Sometimes we create our own messes. Sometimes others create them for us, either intentionally or unintentionally. Sometimes messes just manifest their messy reality all around us, with no causality on anyone’s part, least of all our own.
It always behooves us to straighten out any messes we are capable of straightening out, or to allow others who can fix them to fix them. But we need to trust God to lead us through our messes when there may be no quick solution, or no solution at all.
Trusting in God means more than merely trusting in His existence. It means trusting in His goodness, trusting that His will for us is for good, and that even when we mess up, or others mess up and it affects us, or things mess up entirely on their own and there is nothing to be done about it, we particularly need to trust God.

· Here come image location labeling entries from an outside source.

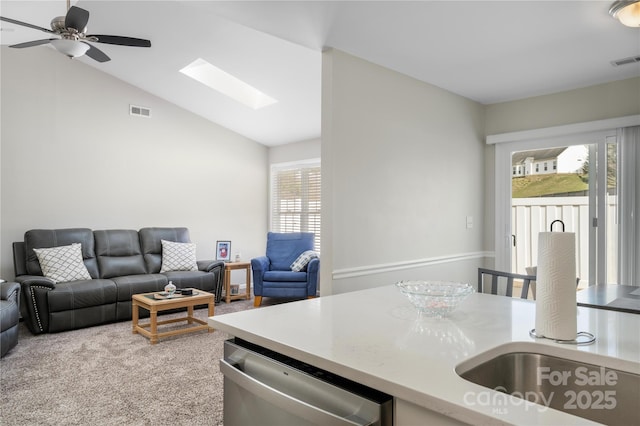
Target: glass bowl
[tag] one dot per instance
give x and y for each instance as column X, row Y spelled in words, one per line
column 435, row 298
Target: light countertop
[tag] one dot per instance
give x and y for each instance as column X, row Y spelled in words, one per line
column 376, row 337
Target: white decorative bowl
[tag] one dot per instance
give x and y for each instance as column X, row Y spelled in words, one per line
column 435, row 298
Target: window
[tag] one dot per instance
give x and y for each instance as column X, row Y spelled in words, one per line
column 295, row 198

That was the life lesson passed on to us by the man who healed the sick and gave hope to the brokenhearted and who told the parables which shone a new and glistening light on God the King and on the Kingdom of God. Nevertheless, by Thursday of Holy Week the life of that man had turned into a fully indescribable mess, and by the next day he was hanged on a cross.
We must do what we can do to de-mess our messes, let others do what they can to turn them around, and look to God for His guidance and assistance when the messes are beyond human solutions. Great is Thy faithfulness, O God my Father…. O God, our help in ages past, our hope for years to come…. Guide me, O Thou great Jehovah, pilgrim through this barren land. Often messes have immense influence and power. But God has immeasurably more power and influence. He is the Monarch above the Messes, the King above the Chaos.